4. Execution logic of Worker threads

The thread pool uses worker threads to fetch tasks from the queue for execution. When the worker finishes a task, if the time slice is not used up and there are tasks in the task queue, the worker will continue to pick the task to execute, which can reduce unnecessary switching. So, we can guess that the Worker thread is roughly a loop. In fact, a worker is indeed a loop, and the body logic is constantly fetching tasks from the queue and executing them. In addition, the execution code of worker thread also contains some performance optimization measures and fault-tolerant logic. For example, the firstTask is placed directly in worker instead of queue (so worker checks whether its firstTask is not empty each time). After the task code throws an exception that causes the thread to terminate, a new thread is created to replace the thread that failed, etc. (see the code for the processWorkerExit method). According to the ThreadPoolExecutor. RunWorker code analysis, it is concluded that the worker’s execution logic as shown in the figure below:

To be clear, getTask blocks when the queue is empty; GetTask returns null when an operation such as shutdown() is called, at which point the worker thread determines whether a cleanup operation needs to be performed. The cleanup of the thread pool is done by one idle worker thread, and only one worker does the cleanup. Shutdown and shutdownNow only modify the state and issue notifications. Further, even if corePoolSize is set to 0 to allow core threads to exit, the thread pool reserves at least one thread for cleanup, and all threads exit only after the pool is closed.

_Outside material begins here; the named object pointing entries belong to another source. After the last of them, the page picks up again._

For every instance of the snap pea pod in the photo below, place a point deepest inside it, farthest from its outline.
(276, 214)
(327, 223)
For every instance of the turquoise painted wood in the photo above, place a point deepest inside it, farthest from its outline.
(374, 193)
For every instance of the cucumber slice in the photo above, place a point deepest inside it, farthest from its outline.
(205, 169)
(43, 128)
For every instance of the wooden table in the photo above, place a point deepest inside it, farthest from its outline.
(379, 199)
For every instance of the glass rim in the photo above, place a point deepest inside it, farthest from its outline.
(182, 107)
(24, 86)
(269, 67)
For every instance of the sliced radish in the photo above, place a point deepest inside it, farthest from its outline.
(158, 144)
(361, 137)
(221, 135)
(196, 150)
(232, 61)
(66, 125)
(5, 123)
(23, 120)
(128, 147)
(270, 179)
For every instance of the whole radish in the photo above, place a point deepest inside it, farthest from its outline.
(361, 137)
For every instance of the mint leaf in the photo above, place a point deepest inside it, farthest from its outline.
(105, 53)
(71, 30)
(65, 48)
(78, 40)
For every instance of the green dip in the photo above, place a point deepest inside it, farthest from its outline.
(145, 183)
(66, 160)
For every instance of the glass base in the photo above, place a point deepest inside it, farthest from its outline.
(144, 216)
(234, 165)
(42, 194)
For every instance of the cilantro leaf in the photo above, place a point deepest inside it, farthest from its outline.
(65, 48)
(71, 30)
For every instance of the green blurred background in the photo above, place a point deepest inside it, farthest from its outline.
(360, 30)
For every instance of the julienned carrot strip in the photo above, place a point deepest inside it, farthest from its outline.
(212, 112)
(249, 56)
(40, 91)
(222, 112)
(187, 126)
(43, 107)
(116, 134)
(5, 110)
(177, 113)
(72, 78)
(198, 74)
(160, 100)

5. How to judge whether worker threads are free, and how to distinguish core threads from non-core threads

Each worker is actually a lock (through inheritance AbstractQueuedSynchronizer), enclosed within the worker the worker thread. When the worker starts running, it will lock the worker and unlock the worker after the task is completed (this is to avoid the interruption signal of the thread pool affecting the task code, and the thread pool can wake up the worker threads blocked in getTask by sending the interruption to the worker). So, if the tryLock on the worker succeeds, the worker is free.

So where did keepAliveTime go? Actually, it’s in the getTask method. Each worker thread retrieves the task via a timed wait method poll(keepAliveTime, timeUnit.nanoseconds). When poll returns, the idle time exceeds the keepAliveTime time. So, how are core threads distinguished from non-core threads? In fact, worker threads in the thread pool are all peer, with no distinction between core and non-core threads. Each time a task is fetched from the queue, the number of current threads is determined. If the number of current threads is greater than corePoolSize, the timed version of poll is used to fetch the task. In this case, the worker thread is a non-core thread. If less than or equal to corePoolSize, the open-ended wait method take is used to fetch the task from the queue, which is the core thread.

6. Other details

Worker threads call beforeExecute() and afterExecute() before and after executing tasks.

Thread pool terminated() is called after it is closed.

To monitor thread pool status: getPoolSize(), getActiveCount(), getLargestPoolSize(), getTaskCount(), getCompletedTaskCount().

The last

In fact, thread pool can be improved. We do not know the execution time of each task, so each worker thread does not distinguish the size of runnable and generally executes tasks according to FIFO policy. Thread pool performance can be further optimized using a reasonable programming algorithm (dynamic programming) that maximizes the utilization of time slices, but this can be complex to design.